Despite the rising threat of human-enabled cyber attacks, many organizations still treat addressing the human aspect as a checkbox. A communications initiative. A nice-to-have.
Meanwhile, those doing the work – you – are trying to change behavior, reduce risk, and protect the business from the inside out.
So why the disconnect?
Awareness is not an outcome
Here’s the thing:
Most execs and security leaders don’t get excited about “raising awareness.”
Because awareness doesn’t reduce risk on its own.
Awareness doesn’t stop breaches.
And awareness doesn’t automatically lead to behavior change.
(If you don’t believe me – enrol yourself in some training and education courses about eating more healthily and see how that works out for you. Or talk to anyone that has done a driving speed awareness course and then tell me that they don’t speed anymore).
What leaders care about is risk.
They care about impact.
They care about outcomes.
And if your work is framed in terms of training completions, phishing report rates, or “getting the message out” – you’ll keep getting treated like a support act, not a business critical partner.
The awareness perception trap
This is the heart of the problem.
Security awareness is too often seen as:
- A training & education program
- A compliance obligation
- A comms initiative
And not:
- A risk mitigation strategy
- A business enabler
- A core part of the security function
The result?
Limited budget.
Minimal influence.
And a seat that’s always just out of reach at the leadership table.
It’s time to reframe the role
The best awareness and human risk professionals aren’t just educators or communicators.
They’re influencers. Enablers. Strategists. Risk Managers.

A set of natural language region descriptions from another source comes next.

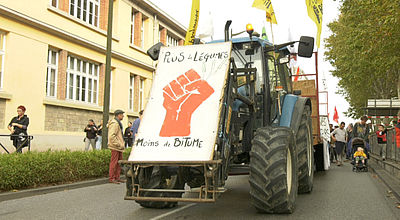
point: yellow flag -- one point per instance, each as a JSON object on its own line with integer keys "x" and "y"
{"x": 314, "y": 9}
{"x": 266, "y": 5}
{"x": 194, "y": 21}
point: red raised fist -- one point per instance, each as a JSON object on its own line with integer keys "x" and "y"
{"x": 182, "y": 97}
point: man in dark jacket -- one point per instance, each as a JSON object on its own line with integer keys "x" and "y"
{"x": 381, "y": 138}
{"x": 18, "y": 128}
{"x": 135, "y": 126}
{"x": 361, "y": 130}
{"x": 398, "y": 131}
{"x": 128, "y": 136}
{"x": 91, "y": 133}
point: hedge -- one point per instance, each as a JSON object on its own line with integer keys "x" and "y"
{"x": 34, "y": 169}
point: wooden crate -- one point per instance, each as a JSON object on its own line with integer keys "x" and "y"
{"x": 315, "y": 125}
{"x": 314, "y": 106}
{"x": 307, "y": 87}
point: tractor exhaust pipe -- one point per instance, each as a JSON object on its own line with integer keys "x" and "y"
{"x": 227, "y": 25}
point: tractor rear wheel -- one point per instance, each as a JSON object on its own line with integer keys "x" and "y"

They go beyond training to:
- Identify and mitigate risky behaviors
- Align with organizational risk priorities
- Track and report on real outcomes
- Drive measurable behavior change
In short, they speak the language of security and business leadership – and it makes all the difference.
Want to reposition your work as a risk function?
We’ve written a guide to help you do just that.
📘 It’s called “Beyond awareness: How to (finally) get taken seriously as a security awareness/HRM professional”
Inside, we cover:
✅ Why awareness is undervalued – and how to change the narrative
✅ How to align with leadership priorities like risk, safety, and efficiency
✅ Better metrics to prove impact and secure buy-in
✅ A step-by-step roadmap to reframe your role (and get noticed)
Ready to elevate your impact and influence?
Final thought:
Your work is too important to be seen as second-tier.
With a few small shifts – in language, in measurement, in mindset – you can transform how your role is perceived and valued.
Let’s move security awareness beyond awareness.